Geotimes From
the Editor
This month our focus turns to the future -- specifically, the future supplies
of oil and natural gas.
How long will supplies last? How reliable are the estimates? Will they become
more expensive? Do experts agree on the estimated supplies? Is new technology
likely to increase supplies and lower costs? The stories in this issue take a
first cut at these quality-of-life questions. However, anyone looking for straightforward,
simple and precise answers will be disappointed -- because the preparation of
supply estimates requires various assumptions and choices from a variety of analytical
tools. And supply estimates depend on "geology, economics, politics, technology
and social science," to quote authors Thomas Ahlbrandt and Peter McCabe from
our first feature. Such estimates, they add, require informed use.
Ahlbrandt and McCabe are U.S. Geological Survey (USGS) researchers and draw on
the year 2000 USGS assessment of the world's conventional petroleum resources.
In addition to presenting updated resource estimates, they conclude that "some
recent claims of an imminent oil shortage cannot be supported." They go on
to address the relations between reserves and resources and, in a particularly
enlightening discussion, the geological, technological, business, political, economic
and human factors that affect them.
In our second feature, William L. Fisher describes our energy resource journey
from high-carbon wood to progressively lower-carbon coal, petroleum and finally
natural gas. "Before we reach a carbon-free, nonfossil fuel economy,"
he says, "we have at least 50 years of transition ahead of us. This transition
will be the methane economy." The methane economy is well underway with domestic
consumption of natural gas increasing 22 percent during the 1990s.
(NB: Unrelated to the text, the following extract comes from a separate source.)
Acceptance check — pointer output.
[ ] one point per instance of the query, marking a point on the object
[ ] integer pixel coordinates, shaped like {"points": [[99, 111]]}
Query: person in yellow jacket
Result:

Natural gas
now heats 50 percent of U.S. homes and fuels 95 percent of new power plants. As
with petroleum, supply estimates depend on a host of factors, which Fisher addresses.
Readers intrigued by the subject might want to compare Fisher's estimates with
five separate U.S. natural gas resource estimates summarized in a an article by
John B. Curtis and Scott L. Montgomery that appeared in the October 2002 AAPG
Bulletin and was titled, "Recoverable natural gas resources of the United
States: Summary of recent estimates".
Coalbed methane is a geologically distinct member of the natural gas family. It
occurs within coal seams where it accumulated during and from the compaction and
alteration of organic material to coal. In a special Energy and Resources page
article, staff writer Lisa Pinsker reports that the estimated recoverable supply
is 100 trillion cubic feet and that coalbed methane currently accounts for 7 to
9 percent of total U.S. natural gas production. One of the experts she interviewed
predicts: "Unless there is continuous and sustained drilling, coalbed methane
could peak as early as 2006."
Readers may question why we have left out the third fossil energy resource upon
which we depend: coal, which represents a third of U.S. energy production and
a quarter of its total energy consumption. Simply put, coal's abundance is not
in question. Environmental concerns and technological limitations, not supply,
will determine our future use of this resource. And that should probably be the
subject of another issue.
Future supplies of petroleum, natural gas, or for that matter minerals and water,
are in some respects prone to the same types of vulnerabilities as Enron's books.
They are subject to inflation or deflation, misrepresentation, confusion, screw-ups
and just plain mischief. Reliable and useful supply estimates require sound data,
explicit assumptions, appropriate analytical tools, skilled geologists/geophysicists/engineers
and a warning: "Read label carefully and use at your own risk."
Believe your compass -- but double check resource estimates.